Erdoğan ends Mexico visit early with surprise landing in US

Tolga Tanış - Washington / Mexico
Erdoğan ends Mexico visit early with surprise landing in US

Mexico's President Enrique Pena Nieto (R) and Turkey's President Tayyip Erdoğan hold documents after signing a bilateral agreement, during an official welcoming ceremony at the National Palace in Mexico City Feby 12. REUTERS Photo

Turkish President Recep Tayyip Erdoğan has concluded his America tour one day earlier than planned, skipping a visit to pre-Columbian pyramids in Mexico and making an unscheduled stop in the United States.

Erdoğan was hosted by Juan Antonio Gonzalez, the chairman of Gruma, the largest manufacturer of corn flour and tortillas in the world, at a dinner in Mexico City on Feb. 12. After the dinner, he decided to return to Turkey earlier than planned, according to Anadolu Agency.

The presidential plane made an unscheduled stop at an airport in the U.S. on his way back to Turkey on Feb. 13. The plane stayed at the George Bush International Airport in Houston for about three hours before it took off.

Although the range of the presidential plane is enough to fly from Mexico to Turkey non-stop, the plane landed in Houston for refuelling, according to reports. 

At the airport, Erdoğan also met with Turkey's Washington Ambassador Serdar Kılıç, who was called to Houston late Feb. 12.

A Turkish official who spoke to Hürriyet on condition of anonymity said the change in the program was "technical," reminding that Erdoğan had ended several previous visits earlier than the schedule.

Erdoğan's original schedule in Mexico had included a Feb. 13 visit to Teotihuacan, located 48 km northeast of modern-day Mexico City.
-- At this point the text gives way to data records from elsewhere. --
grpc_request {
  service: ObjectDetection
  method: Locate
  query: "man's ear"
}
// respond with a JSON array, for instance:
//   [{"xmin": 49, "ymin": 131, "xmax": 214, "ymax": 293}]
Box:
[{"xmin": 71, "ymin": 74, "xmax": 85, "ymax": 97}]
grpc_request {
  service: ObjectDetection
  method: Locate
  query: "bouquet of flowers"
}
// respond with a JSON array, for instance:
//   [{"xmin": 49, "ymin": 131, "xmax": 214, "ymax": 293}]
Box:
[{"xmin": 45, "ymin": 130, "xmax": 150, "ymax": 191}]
The ancient city is known today as the site of many of the most architecturally significant Mesoamerican pyramids built in the pre-Columbian Americas.

President Erdoğan attracted international attention after claiming in a Nov. 15 speech that America was discovered by Muslims, adding that Christopher Columbus mentioned seeing a mosque on top of a hill in Cuba in his memoirs. On the Cuba leg of his Latin America tour on Feb. 11, Erdoğan presented President Raul Castro with Ankara’s proposal to build a mosque in Havana.

Although Columbus is the first European explorer whose voyages in the 1490s led to the first lasting European contact with the Americas, the earliest “widespread” habitation of the continent is dated around 16,500–13,000 years ago.